This is the Vaishnava doctrine of seshatva and dasatva – ‘I am a dasa-dasa, servant, servant’; Vaishnavas emphasise this type of devotion.
Aham tu narayanadasadasadasa-syadasasyachadasadasah.
The devotee says – ‘I am the servant of the servant of the servant of the servant of the servant of the servant of Narayana’ – they will walk with lowered head, not with raised head. So humble before God one has to be.
Such people who adore God in this manner will attain the Kingdom of God but will not become God. In this connection, the Brahma Sutra says they have all the glory of God to enjoy but they do not have the powers of God; they cannot create the world; they cannot sustain the world; they cannot destroy the world. You can live in the palace of the President and enjoy all the goodies there in the President’s palace, but you cannot do what the President does. You may be the brother of the President himself living in his palace, but you are not the President. Enjoying the glories of God is different from being God.
This is the result of Saguna Bhakti, where according to the Brahma Sutra – jagat vyaparavarjam – all things are yours except the Power of creation, preservation and destruction. Here a controversy is raised by commentators on the Brahma Sutra. It is very good to hear all these things: God is great; you have to be humble; love God as a master, as a beloved, as the most high, Glory of all glories – ‘Very wonderful! We shall do that’, but some rational questions arise which are also discussed in some of the commentaries.
If you are not one with God, you maintain a distance from God even at that height of achievement. Then, what will be your future?! How long will you be in Vaikuntha-Loka, Kailasa, Brahma-Loka or the Heaven where God abides? How long will you stay there? To be in that condition will be to enjoy the contemplation of the Infinite but not to become the Infinite.
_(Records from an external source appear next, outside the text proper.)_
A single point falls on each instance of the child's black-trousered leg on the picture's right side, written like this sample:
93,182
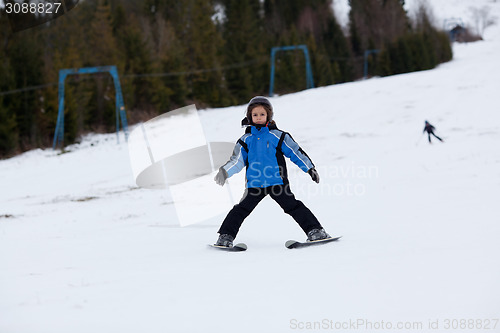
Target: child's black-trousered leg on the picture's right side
295,208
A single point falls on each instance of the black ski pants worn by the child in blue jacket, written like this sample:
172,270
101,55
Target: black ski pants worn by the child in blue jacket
279,193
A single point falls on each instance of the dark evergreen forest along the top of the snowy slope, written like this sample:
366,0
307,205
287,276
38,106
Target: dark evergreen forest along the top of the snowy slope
212,53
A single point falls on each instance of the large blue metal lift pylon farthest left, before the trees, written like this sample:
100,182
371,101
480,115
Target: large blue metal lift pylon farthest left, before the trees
120,107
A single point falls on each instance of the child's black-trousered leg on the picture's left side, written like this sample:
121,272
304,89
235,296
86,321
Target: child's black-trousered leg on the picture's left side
238,214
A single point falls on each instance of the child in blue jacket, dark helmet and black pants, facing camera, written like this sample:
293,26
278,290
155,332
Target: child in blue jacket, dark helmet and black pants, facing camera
261,151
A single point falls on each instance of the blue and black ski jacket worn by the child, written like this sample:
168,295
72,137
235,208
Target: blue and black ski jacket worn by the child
261,151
You have the happiness of contemplating the Infinite but you cannot become the Infinite and do what the Infinite can do. This is a peculiar aphorism in the Brahma Sutra.
Sri Sankaracharya particularly, who comments on the Brahma Sutra elaborately, is, as I could understand, caught in the net of this kind of statement, because Acharya Sankara, whose commentary is the best, cannot agree that some limitation continues even in liberation! But he cannot say that the Sutra is wrong. Sankaracharya finds himself often in a difficulty of this kind. There are some places where he is between the accepting of the Brahma-Loka Attainment as the meaning of the Sutra and the insisting on the utter absorption in Brahman as true moksha.
If the Sutra is correct, the Identity doctrine of Sankara is not correct; if the Identity doctrine of Sankara is correct, the Brahma Sutra is not correct. But we must consider both as correct. We cannot reject Sankara’s idea or reject the Brahma Sutra. Sankara reconciled himself to the feeling that here the Brahma Sutra is not concerned with Nirguna Brahman even when it says in the end, anavrittih shabdat, anavrittih shabdat (no return); and that it just means attaining the Cosmic Creator, but not the Absolute.
A great difficulty arises here in understanding the Sutra’s intention. Ramanuja and the Vaishnava Acharyas have no difficulty! They say ‘Yes! It is like that only!’, because you cannot become God. But Acharya Sankara cannot accommodate himself to it – if you cannot become God, you will be finite again; if you are finite, then you have to return, having not attained moksha.